Description: When saving or converting a PDF to a text document, all text boxes now end up on the first page. They are stacked on top of each other, making the text unreadable. This happens both with the Writer GUI and when using the command-line to `--convert-to`. This is due to some change made after LibreOffice 7.4.3.2 - the last correctly working version. Steps to Reproduce: Using the CLI: 1. `cd` to the directory with the attached test file to this bug report: `multiple-pages.pdf` 2. Execute: soffice --infilter="writer_pdf_import" --convert-to doc multiple-pages.pdf 3. View the `doc` file in Writer or in MS Office. Using the GUI: 1. Launch Writer. 2. File > Open > Select file type "PDF - Portable Document Format (Writer) (*.pdf)" and Open the `multiple-pages.pdf` 3. File > Save as > doc 4. Close Writer and open the saved `doc` file in Writer or MS Office. Actual Results: All text boxes are on the first page. Expected Results: The text boxes should be on their corresponding pages as in the original PDF. Reproducible: Always User Profile Reset: Yes Additional Info: Version: 7.4.4.1 (x64) / LibreOffice Community Build ID: 988f4a351a6fa8cf4bdf2bdc873ca12cf8cbe625 CPU threads: 12; OS: Windows 10.0 Build 19045; UI render: Skia/Vulkan; VCL: win Locale: bg-BG (bg_BG); UI: en-US Calc: CL
Created attachment 188383 [details] multiple-pages.pdf - PDF test file with multiple pages
Reproduced when saved as DOCX and DOC with: Version: 7.4.7.2 / LibreOffice Community Build ID: 723314e595e8007d3cf785c16538505a1c878ca5 CPU threads: 8; OS: Linux 5.15; UI render: default; VCL: gtk3 Locale: en-AU (en_AU.UTF-8); UI: en-US Calc: threaded And in recent master build: Version: 24.2.0.0.alpha0+ (X86_64) / LibreOffice Community Build ID: 77fca616e0bd79e0b405fd0b3543cf8e94e15df3 CPU threads: 8; OS: Linux 5.15; UI render: default; VCL: gtk3 Locale: en-AU (en_AU.UTF-8); UI: en-US Calc: threaded Already the case in 6.0.0.3. In 5.4, text boxes would disappear and LO would hang.

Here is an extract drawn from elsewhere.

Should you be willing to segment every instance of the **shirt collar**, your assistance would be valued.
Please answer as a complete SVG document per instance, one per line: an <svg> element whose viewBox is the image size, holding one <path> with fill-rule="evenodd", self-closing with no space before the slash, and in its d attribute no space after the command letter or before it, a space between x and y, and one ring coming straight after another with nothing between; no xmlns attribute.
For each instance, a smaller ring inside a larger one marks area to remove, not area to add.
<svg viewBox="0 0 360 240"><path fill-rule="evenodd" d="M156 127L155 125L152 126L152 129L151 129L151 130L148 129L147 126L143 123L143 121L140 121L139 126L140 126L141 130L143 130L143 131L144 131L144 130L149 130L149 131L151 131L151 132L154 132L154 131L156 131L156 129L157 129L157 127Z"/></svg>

Created attachment 188418 [details] sample ODT The bug can be tested directly form this ODT, created in LO 7.5.4 after importing the sample PDF with Writer.
Confirmed, do we have faulty "text:anchor-page-number" during pdfio import? Be sure to use the correct PDF import filter, but I do reproduce during "save-as" export to OOXML and opening that format with Word 2021 or Writer 7.6.0 PDF filter import (pdfio) into Writer should be done with: "PDF - Portable Document Format (Writer) (*.pdf)" The sample PDF is parsed into a four page Writer document and each text run of the PDF ends up on its correct page on the writer canvas. But writing out to ODF seems incorrect in addition to the issues noted for doc/docx MS Binary and OOXML format. Opening the ODF archive and examining content.xml for the text-box spans, each of the T2 spans holding text are being written as to "page" anchors, but then the associated "text:anchor-page-number" is set as "1". Not too sure, but assume that would be OK for a relative page ref, but suspect that that page number is then getting parsed when opened as OOXML or MS Binary, or when those formats are opened back into LibreOffice. Seems like the import filter parsing of the PDF text runs is correct, but then we're doing incorrect thing for referencing the text span anchors. Is the issue with the filter import of the PDF elements, or with the filter export from ODF to MS Binary or OOXML? Or both?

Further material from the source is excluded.